2022年9月16日 12:00
岡本健一×成河対談 語り出したら止まらない! 【前編】想像を超える戯曲『建築家とアッシリア皇帝』にどう挑む?
でも、まだ時間があるので、いろんな方向からいろんなことを勉強して、挑んでいきたいですね。
岡本完全に不条理という感じにも思えないんだよね。登場人物の、彼らの喋っている内容に引き込まれていくと、いろんな世界が見えて来て。成河も言ったように作家のことを調べると、母親と父親との関係とか、ちょっと考えられないな……みたいな壮絶なことを経験して来た人で。また戦争であったり、革命的なことであったり、それこそ、この戯曲に書かれている以上のことを自身が経験して来て、それを演劇として提示して観客に伝えていった……と考えると、これから俺たちに起こる大変さだとか、肉体的な辛さとか、大したことじゃないんじゃないかなと思うんですよ。
成河ああ〜確かに!
岡本この作家が経験して来たことに比べたら……、まあそれはワジディ・ムワワドの時もそうでしたけど。
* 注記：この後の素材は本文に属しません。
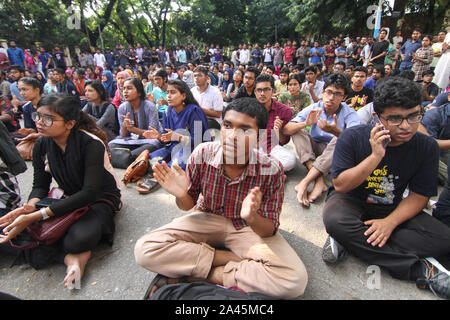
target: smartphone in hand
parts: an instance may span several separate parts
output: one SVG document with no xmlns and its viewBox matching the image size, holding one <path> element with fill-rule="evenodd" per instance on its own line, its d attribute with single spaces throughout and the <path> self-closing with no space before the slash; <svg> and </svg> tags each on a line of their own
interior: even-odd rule
<svg viewBox="0 0 450 320">
<path fill-rule="evenodd" d="M 373 113 L 372 116 L 373 116 L 373 118 L 375 119 L 375 123 L 381 124 L 382 127 L 383 127 L 382 129 L 383 129 L 383 130 L 386 130 L 384 124 L 381 122 L 380 118 L 378 117 L 378 115 L 377 115 L 375 112 Z M 391 137 L 389 137 L 388 139 L 384 139 L 384 140 L 383 140 L 383 148 L 386 149 L 386 147 L 387 147 L 387 145 L 389 144 L 389 142 L 391 142 Z"/>
</svg>

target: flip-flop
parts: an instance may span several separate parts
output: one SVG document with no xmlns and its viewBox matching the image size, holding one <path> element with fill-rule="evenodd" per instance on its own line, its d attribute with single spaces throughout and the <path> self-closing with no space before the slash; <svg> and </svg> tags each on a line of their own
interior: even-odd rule
<svg viewBox="0 0 450 320">
<path fill-rule="evenodd" d="M 136 188 L 140 194 L 148 194 L 152 191 L 155 191 L 160 187 L 158 181 L 155 178 L 145 178 L 141 183 L 138 184 Z"/>
<path fill-rule="evenodd" d="M 159 288 L 164 287 L 164 286 L 166 286 L 168 284 L 169 284 L 169 278 L 167 278 L 166 276 L 163 276 L 162 274 L 158 273 L 153 278 L 152 282 L 150 282 L 150 285 L 148 286 L 148 289 L 145 292 L 143 300 L 150 300 L 150 298 L 151 298 L 150 293 L 151 293 L 151 291 L 152 291 L 154 286 L 156 286 L 157 287 L 156 290 L 158 290 Z"/>
</svg>

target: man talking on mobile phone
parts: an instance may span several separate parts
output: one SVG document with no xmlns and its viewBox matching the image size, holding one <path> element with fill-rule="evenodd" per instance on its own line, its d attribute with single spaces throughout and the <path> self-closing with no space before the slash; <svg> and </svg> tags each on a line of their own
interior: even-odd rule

成河そうですね。ここに書かれていることをひとりで経験したのかと思うと、どれだけのストレスなのかと……。この作品、ものすごい力を背負って生まれて来たってことになるね。
岡本そう、ここに出て来る登場人物の人生を考えたら、今この平和な日本で生きている俺らはどうなのよ、って話に行き着いちゃうんですよね。